Some folks opt for a more generic “happy holidays” for everyone – work colleagues, check-out folks at the grocery store (because we go to the grocery store A LOT during the holidays), baristas at the coffee place (because, you know, caffeine), friends, neighbors, strangers, whomever – because it’s easy and catchall.
Others stick to a specific holiday wish – “Merry Christmas” – because in this country the Christmas holiday is the “gorilla in our midst” and most (but not all) of our population here celebrates Christmas in some form, either secular or religious. A recent photo from a Twitter friend who is Jewish depicted his Hanukkah menorah with two burning candles in the foreground, and his fully lit and decorated Christmas tree in the background. Indeed, Christmas here isn’t just for Christians.
In general, the best practice in the workplace is to express holiday wishes in both ways – the more generic as well as the holiday specific. How so and why?

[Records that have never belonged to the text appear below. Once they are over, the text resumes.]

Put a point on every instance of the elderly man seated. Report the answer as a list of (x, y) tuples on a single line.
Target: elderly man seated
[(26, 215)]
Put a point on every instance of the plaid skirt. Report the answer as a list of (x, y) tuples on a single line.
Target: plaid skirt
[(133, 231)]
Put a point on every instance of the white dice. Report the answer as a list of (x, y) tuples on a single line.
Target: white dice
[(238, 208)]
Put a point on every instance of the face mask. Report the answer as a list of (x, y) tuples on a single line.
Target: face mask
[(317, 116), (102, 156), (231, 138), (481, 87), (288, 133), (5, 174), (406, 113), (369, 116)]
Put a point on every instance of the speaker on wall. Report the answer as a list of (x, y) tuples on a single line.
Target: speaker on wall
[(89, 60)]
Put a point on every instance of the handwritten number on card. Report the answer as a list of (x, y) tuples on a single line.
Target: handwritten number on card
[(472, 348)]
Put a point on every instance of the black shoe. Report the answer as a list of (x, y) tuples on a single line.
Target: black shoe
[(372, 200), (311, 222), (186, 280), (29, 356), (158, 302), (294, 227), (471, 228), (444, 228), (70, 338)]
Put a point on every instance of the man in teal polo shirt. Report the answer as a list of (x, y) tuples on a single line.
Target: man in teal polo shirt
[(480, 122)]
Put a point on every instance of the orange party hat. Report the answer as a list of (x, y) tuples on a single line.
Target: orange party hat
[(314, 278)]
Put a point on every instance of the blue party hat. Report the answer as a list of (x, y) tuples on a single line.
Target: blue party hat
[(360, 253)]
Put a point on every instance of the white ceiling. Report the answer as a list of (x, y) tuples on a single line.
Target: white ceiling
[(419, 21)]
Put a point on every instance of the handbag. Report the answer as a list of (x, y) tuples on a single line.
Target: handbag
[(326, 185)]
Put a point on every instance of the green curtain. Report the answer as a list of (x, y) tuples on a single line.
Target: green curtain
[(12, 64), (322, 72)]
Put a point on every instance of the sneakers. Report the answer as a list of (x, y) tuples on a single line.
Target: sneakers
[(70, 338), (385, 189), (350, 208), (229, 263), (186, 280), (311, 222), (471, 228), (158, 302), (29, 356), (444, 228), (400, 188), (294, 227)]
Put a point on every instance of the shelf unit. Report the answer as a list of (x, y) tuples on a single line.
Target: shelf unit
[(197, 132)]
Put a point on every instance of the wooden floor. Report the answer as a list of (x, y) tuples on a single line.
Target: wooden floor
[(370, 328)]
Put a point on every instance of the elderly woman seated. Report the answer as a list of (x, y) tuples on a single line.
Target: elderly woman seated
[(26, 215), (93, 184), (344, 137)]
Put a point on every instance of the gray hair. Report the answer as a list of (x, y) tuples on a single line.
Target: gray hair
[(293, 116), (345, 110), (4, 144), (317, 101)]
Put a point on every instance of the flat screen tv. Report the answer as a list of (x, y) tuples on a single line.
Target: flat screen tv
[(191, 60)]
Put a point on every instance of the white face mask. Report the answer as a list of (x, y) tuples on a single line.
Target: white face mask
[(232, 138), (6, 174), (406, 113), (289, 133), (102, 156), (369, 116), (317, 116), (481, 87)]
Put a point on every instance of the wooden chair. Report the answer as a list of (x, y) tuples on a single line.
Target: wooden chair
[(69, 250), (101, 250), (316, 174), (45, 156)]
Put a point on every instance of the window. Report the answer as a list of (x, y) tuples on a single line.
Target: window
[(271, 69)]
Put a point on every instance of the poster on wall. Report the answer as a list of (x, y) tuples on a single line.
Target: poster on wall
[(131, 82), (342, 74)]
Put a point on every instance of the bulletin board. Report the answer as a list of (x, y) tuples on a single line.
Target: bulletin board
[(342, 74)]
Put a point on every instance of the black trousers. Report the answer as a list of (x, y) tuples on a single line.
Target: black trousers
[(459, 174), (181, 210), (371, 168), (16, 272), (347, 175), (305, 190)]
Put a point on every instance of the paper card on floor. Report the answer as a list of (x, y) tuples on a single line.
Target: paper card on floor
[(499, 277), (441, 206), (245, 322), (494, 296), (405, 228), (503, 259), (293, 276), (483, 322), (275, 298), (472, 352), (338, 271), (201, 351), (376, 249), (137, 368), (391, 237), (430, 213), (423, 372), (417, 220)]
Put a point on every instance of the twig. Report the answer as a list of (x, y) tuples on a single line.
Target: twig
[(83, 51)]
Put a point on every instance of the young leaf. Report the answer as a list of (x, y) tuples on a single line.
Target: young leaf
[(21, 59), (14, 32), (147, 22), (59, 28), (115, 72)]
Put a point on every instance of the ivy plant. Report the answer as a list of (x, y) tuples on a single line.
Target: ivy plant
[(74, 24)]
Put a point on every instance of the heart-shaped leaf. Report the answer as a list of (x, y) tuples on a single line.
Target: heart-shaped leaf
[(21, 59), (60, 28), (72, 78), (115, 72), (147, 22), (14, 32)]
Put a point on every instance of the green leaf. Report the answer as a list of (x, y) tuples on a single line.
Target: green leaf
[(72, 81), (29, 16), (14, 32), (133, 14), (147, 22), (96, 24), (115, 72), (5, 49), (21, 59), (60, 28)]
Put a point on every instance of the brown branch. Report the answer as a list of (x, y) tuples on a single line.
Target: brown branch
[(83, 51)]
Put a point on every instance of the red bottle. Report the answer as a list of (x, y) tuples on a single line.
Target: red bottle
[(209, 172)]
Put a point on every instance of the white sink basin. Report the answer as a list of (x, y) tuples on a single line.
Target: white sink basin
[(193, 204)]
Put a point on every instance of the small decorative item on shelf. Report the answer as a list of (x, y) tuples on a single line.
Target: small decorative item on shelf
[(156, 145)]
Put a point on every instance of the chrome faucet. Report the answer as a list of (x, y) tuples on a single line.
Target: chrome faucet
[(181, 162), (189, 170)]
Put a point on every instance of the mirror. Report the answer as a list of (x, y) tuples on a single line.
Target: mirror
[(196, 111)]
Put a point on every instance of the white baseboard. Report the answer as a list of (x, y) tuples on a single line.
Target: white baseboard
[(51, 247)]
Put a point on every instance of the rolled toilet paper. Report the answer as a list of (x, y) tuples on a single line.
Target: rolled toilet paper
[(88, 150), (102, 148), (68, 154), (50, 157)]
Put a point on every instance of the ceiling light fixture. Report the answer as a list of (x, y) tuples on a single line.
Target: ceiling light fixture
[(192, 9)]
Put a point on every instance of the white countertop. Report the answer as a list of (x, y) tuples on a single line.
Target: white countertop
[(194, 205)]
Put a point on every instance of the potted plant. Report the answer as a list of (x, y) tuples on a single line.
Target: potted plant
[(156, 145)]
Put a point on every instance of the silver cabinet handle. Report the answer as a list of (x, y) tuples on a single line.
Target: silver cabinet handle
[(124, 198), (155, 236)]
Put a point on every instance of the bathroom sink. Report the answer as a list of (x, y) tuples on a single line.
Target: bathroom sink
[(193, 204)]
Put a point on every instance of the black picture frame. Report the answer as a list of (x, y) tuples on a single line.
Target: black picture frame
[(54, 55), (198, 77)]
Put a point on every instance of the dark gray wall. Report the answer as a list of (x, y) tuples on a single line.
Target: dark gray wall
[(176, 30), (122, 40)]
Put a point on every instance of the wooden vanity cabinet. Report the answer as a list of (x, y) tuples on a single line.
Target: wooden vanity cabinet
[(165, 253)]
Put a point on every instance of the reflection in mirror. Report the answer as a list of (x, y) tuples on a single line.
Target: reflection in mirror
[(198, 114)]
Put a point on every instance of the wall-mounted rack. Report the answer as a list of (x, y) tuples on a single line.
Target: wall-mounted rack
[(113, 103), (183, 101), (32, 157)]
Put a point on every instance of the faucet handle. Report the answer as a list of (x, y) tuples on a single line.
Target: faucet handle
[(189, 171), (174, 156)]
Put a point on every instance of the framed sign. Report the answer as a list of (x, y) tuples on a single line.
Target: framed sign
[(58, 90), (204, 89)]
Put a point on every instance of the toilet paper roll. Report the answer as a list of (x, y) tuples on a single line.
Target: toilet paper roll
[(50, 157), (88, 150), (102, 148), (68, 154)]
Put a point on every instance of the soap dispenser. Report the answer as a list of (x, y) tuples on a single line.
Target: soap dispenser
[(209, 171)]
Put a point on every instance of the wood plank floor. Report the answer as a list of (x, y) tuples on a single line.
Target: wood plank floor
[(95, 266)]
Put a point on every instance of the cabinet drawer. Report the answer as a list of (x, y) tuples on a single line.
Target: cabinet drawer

The generic “happy holidays” is a wish that captures the facts of religious diversity in the workplace, in our society, and in the fall/winter portion of the calendar. The United States is an incredibly religiously diverse country whose residents and citizens include people from all the living religions of the world. And from September through January, folks from many of these different religions celebrate major holidays: Jews celebrate Rosh Hashanah, Yom Kippur and Hanukkah; Hindus celebrate Navaratri and Diwali (Sikhs & Jains also celebrate Diwali); Bahais celebrate the birthdates of two of their holy people; Christians celebrate the birth of Jesus; Sikhs commemorate the martyrdom of one of their gurus; Wiccans and other Pagans celebrate Samhain; Buddhists celebrate Bodhi Day; and, depending on the lunar calendar, Muslims may be celebrating Ramadan and Eid. And this just gets us through December – other holidays from several traditions fire up in January and February.
(If you don’t know what most of these holidays are, you know what to do. Hint: learn. Knowledge is the gift that keeps on giving.)
So, saying “happy holidays” to your work colleagues, friends, or strangers at the store is an inclusive, all-purpose way to acknowledge that there are, indeed, many religious and cultural holidays being celebrated this time of year – not just the one celebrated by the numerical majority here in this country – and that you wish for everyone to have a nice holiday (whichever ones they celebrate, if they celebrate at all).
There is still room, however, for a more specific holiday greeting. If you know the cultural and religious practices of the person you are greeting, then greet them with a specific greeting. Say “happy Diwali” to your Hindu colleagues, or “happy Hanukkah” to your Jewish friends, and so on. This expresses your goodwill and respect for people whose holiday traditions may be different from yours, and it helps build a culture of tolerance and respect for people of all faiths and no faith. It also helps folks from minority religions feel “seen” in ways that are often rare in a consumer culture like ours so centered on Christmas shopping (which apparently begins after Labor Day now).
Here’s the thing to keep in mind: holiday greetings and well-wishes are about the people we are greeting. Greet people in the ways that are meaningful to them, not in the ways meaningful only to you. “Merry Christmas” isn’t meaningful to Buddhists ; “Happy Samhain” isn’t meaningful to Christians, and so on. You get the point. So, if you don’t know the particular religious traditions of your colleagues, don’t guess, and don’t default to the culturally dominant holiday and say “Merry Christmas.” Just say “happy holidays.”
Try not get political about it. For goodness’ sake, there is enough political ire and division in the world already. Opt instead for peace and goodwill to all people – sentiments in keeping with the best of all holiday traditions.